Huang C, Liu J, Haudenschild C C, Zhan X
Department of Experimental Pathology, The Holland Laboratory, American Red Cross, Rockville, Maryland 20855, USA.
J Biol Chem. 1998 Oct 2;273(40):25770-6. doi: 10.1074/jbc.273.40.25770.
Cortactin, a filamentous actin cross-linking protein and a substrate of Src protein tyrosine kinase, is phosphorylated at tyrosine residues upon stimulation by extracellular signals. We have previously demonstrated that the filamentous actin cross-linking activity of cortactin is attenuated by Src (Huang, C., Ni, Y., Gao, Y., Haudenschild, C. C., and Zhan, X. (1997) J. Biol. Chem. 272, 13911-13915). In vitro, tyrosine phosphorylation of cortactin occurs specifically within the region between the proline-rich sequence and the Src homology 3 domain. Among the nine tyrosine residues in this region, mutations at Tyr421, Tyr466, and Tyr482 significantly reduced Src-meditated tyrosine phosphorylation both in vitro and in vivo. Ectopic expression of wild-type cortactin in ECV304, a spontaneously transformed human umbilical endothelial cell line, resulted in an enhanced cell migration. In contrast, overexpression of a cortactin mutant deficient in tyrosine phosphorylation impaired the migration of endothelial cells. These findings reveal an intracellular signaling mechanism whereby the motility of endothelial cells is regulated by a Src-mediated tyrosine phosphorylation of cortactin.
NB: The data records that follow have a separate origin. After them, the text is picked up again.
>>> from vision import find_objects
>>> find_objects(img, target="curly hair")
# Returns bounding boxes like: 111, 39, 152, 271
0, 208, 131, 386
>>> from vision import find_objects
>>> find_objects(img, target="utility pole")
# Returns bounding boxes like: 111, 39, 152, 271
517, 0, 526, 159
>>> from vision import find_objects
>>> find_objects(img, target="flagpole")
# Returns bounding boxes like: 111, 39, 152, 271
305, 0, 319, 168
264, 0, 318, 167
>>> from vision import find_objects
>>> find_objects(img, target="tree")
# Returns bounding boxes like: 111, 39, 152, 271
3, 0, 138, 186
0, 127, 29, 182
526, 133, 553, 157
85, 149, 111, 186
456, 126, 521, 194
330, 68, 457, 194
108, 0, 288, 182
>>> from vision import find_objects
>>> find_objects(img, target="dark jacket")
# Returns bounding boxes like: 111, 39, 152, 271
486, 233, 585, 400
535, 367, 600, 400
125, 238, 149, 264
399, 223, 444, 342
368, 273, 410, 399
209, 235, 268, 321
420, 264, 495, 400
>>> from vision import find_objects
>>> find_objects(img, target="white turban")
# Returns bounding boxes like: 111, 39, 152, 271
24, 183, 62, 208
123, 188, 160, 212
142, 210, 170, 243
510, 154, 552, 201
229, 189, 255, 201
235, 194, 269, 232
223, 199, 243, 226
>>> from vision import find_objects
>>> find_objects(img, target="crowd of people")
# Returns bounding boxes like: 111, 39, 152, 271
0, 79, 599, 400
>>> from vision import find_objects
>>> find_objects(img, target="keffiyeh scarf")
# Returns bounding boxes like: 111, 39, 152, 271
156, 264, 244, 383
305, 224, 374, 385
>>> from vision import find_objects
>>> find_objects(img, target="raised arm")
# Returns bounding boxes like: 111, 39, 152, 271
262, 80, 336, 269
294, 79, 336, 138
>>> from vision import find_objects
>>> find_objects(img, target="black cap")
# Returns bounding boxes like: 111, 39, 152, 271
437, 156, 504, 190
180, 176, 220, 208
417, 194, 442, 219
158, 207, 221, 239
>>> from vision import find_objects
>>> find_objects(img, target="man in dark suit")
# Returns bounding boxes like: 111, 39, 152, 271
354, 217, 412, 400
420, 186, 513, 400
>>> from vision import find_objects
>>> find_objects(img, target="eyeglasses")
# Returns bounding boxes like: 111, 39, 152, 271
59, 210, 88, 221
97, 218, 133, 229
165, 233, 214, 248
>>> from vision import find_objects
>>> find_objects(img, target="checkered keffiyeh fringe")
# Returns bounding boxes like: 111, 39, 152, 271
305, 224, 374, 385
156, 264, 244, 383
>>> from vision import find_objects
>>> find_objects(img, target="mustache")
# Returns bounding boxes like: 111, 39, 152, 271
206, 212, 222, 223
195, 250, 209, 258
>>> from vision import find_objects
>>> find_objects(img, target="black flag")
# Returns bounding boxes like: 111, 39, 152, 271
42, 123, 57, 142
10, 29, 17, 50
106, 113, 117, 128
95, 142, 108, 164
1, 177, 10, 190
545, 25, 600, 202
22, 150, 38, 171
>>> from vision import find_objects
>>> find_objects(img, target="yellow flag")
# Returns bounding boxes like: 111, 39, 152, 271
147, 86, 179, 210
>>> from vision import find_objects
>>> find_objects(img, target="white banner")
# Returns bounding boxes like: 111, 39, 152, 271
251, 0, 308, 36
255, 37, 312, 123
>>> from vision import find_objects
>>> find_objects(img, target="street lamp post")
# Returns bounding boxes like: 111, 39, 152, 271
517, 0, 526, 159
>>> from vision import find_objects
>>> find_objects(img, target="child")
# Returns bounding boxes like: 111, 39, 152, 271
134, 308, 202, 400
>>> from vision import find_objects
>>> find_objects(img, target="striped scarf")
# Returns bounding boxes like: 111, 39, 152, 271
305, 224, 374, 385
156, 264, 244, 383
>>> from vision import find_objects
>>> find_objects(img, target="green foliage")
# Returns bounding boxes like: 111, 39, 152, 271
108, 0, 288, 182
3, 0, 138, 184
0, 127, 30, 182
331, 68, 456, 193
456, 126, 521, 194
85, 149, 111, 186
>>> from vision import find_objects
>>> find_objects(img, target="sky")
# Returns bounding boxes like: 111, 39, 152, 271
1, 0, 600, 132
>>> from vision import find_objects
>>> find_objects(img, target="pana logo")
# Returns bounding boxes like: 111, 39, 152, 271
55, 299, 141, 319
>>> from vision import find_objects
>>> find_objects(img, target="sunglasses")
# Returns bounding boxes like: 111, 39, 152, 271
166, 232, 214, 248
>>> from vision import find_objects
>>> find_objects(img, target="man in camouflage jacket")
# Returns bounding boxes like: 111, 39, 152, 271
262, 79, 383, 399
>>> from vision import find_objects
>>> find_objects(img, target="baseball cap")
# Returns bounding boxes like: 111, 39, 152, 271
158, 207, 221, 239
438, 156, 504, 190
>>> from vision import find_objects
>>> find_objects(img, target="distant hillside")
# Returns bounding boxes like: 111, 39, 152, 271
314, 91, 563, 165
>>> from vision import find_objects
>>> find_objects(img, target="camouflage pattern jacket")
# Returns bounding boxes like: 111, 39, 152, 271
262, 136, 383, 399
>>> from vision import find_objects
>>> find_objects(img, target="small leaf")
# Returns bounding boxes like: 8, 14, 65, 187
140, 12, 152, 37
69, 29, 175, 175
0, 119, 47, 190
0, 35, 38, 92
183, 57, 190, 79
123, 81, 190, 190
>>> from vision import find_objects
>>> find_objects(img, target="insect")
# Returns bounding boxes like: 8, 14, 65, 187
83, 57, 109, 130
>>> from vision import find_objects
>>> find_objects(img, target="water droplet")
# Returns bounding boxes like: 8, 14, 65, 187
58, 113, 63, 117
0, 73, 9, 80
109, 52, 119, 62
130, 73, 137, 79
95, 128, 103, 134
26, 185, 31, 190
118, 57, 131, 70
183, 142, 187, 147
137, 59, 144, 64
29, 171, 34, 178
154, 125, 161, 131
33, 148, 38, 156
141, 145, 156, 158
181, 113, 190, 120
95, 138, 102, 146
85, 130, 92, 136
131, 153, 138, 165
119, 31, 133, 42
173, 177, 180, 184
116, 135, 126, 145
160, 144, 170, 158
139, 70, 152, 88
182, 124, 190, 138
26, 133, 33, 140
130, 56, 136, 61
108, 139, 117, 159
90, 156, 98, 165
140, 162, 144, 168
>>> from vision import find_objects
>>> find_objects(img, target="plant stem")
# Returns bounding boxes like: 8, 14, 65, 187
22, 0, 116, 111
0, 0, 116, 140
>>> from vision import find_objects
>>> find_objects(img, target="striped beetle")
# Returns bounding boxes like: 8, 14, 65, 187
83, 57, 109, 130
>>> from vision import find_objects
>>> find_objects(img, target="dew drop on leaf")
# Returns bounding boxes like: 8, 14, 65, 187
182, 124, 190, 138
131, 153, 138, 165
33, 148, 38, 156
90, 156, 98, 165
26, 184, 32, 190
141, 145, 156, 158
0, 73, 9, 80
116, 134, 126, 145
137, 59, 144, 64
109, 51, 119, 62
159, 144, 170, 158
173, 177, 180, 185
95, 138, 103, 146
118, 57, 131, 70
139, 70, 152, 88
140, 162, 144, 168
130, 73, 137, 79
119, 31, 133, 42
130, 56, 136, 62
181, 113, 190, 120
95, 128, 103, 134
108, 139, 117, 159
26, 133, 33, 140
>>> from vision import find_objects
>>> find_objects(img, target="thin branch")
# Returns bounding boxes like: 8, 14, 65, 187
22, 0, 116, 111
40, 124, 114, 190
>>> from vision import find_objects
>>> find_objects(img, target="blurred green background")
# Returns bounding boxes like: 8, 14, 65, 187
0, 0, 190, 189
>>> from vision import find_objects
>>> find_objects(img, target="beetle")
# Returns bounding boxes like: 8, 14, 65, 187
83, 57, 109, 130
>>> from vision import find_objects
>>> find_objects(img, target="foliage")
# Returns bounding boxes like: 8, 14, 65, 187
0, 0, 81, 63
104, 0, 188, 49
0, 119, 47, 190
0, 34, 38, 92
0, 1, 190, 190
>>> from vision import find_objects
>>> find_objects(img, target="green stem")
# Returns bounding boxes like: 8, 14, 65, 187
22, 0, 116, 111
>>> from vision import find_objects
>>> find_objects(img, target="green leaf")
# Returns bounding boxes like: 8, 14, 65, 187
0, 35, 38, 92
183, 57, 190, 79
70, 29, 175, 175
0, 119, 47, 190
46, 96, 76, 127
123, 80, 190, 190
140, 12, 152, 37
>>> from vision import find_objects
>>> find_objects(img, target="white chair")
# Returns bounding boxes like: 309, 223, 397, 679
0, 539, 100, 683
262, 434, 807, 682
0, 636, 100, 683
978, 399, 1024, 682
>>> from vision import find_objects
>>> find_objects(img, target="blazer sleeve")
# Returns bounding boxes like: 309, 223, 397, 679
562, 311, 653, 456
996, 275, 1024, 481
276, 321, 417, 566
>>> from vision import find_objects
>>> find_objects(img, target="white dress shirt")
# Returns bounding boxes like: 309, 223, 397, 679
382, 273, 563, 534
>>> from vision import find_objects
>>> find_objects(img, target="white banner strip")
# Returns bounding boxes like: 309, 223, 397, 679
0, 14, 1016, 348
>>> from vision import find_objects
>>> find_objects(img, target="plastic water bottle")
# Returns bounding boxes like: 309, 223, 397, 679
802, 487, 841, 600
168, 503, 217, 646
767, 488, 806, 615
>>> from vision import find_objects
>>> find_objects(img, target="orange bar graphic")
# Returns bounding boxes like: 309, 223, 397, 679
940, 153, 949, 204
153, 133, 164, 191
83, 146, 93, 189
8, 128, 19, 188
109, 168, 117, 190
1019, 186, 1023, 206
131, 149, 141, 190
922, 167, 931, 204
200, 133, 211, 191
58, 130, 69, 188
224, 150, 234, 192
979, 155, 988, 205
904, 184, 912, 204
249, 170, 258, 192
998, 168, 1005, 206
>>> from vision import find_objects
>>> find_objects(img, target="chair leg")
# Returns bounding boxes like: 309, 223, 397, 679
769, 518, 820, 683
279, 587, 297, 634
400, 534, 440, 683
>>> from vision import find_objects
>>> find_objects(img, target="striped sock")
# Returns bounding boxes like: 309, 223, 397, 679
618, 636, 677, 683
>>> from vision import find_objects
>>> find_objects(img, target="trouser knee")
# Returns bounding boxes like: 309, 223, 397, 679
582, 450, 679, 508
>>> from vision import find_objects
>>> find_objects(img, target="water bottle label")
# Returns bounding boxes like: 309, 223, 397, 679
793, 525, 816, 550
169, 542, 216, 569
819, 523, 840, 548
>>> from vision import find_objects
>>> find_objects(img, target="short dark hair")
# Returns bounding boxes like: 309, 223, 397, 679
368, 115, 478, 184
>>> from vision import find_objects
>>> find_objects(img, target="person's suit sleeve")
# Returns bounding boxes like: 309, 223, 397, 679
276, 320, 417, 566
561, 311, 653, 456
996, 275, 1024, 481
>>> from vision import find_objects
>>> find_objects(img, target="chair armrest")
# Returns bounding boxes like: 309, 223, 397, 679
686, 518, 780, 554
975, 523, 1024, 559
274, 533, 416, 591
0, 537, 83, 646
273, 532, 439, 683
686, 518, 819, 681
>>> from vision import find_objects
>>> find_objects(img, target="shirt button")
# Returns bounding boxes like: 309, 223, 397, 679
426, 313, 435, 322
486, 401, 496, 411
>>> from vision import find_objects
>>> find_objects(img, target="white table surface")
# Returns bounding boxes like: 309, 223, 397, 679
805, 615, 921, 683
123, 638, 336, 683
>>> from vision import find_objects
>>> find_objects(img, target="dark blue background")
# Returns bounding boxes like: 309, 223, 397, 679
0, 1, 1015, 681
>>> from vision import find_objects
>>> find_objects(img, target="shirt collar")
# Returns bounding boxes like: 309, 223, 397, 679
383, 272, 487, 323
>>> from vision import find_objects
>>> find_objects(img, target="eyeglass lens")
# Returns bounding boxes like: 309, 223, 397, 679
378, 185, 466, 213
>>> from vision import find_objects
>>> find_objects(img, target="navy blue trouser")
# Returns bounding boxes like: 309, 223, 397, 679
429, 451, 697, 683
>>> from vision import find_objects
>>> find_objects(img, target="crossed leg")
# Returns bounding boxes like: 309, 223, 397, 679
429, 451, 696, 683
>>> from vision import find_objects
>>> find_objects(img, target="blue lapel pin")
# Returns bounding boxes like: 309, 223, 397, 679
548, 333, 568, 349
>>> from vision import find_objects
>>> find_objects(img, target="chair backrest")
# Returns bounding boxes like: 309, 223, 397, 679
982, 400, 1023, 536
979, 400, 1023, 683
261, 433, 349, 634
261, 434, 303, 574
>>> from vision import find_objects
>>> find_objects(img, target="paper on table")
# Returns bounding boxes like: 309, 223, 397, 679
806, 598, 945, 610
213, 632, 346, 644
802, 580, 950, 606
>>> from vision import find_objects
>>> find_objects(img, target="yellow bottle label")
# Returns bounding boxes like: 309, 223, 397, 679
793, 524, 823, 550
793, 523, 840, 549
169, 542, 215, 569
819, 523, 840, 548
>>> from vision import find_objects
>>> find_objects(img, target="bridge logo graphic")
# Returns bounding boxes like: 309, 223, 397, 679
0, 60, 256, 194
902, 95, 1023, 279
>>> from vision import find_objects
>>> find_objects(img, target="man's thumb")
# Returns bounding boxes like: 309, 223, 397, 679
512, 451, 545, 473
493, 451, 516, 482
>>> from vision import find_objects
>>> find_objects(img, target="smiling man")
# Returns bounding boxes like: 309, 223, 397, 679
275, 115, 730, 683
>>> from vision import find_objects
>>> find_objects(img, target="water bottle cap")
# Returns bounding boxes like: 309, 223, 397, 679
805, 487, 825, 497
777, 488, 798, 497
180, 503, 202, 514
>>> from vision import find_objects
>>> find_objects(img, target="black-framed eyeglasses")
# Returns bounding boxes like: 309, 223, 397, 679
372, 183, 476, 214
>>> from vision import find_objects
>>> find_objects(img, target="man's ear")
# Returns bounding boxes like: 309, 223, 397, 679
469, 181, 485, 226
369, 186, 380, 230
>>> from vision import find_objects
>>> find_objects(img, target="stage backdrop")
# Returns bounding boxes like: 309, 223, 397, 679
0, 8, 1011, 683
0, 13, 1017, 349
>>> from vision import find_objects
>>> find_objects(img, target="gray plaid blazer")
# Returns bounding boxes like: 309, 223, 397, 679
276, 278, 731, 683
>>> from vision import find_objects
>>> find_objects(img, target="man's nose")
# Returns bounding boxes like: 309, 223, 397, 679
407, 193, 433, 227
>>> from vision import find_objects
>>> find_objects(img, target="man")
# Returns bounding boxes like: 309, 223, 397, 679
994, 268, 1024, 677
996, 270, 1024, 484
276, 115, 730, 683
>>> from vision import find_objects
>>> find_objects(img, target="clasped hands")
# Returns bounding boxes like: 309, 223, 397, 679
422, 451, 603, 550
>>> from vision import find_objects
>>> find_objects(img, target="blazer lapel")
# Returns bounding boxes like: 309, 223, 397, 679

皮层肌动蛋白是一种丝状肌动蛋白交联蛋白,也是Src蛋白酪氨酸激酶的底物,在受到细胞外信号刺激时,其酪氨酸残基会发生磷酸化。我们之前已经证明,Src会减弱皮层肌动蛋白的丝状肌动蛋白交联活性(黄,C.,倪,Y.,高,Y.,豪登施尔德,C.C.,和詹,X.(1997年)《生物化学杂志》272,13911 - 13915)。在体外,皮层肌动蛋白的酪氨酸磷酸化特异性地发生在富含脯氨酸序列和Src同源3结构域之间的区域内。在该区域的九个酪氨酸残基中,Tyr421、Tyr466和Tyr482处的突变在体外和体内均显著降低了Src介导的酪氨酸磷酸化。在ECV304(一种自发转化的人脐静脉内皮细胞系)中异位表达野生型皮层肌动蛋白会导致细胞迁移增强。相反,过表达缺乏酪氨酸磷酸化的皮层肌动蛋白突变体则会损害内皮细胞的迁移。这些发现揭示了一种细胞内信号传导机制,即内皮细胞的运动性由Src介导的皮层肌动蛋白酪氨酸磷酸化调节。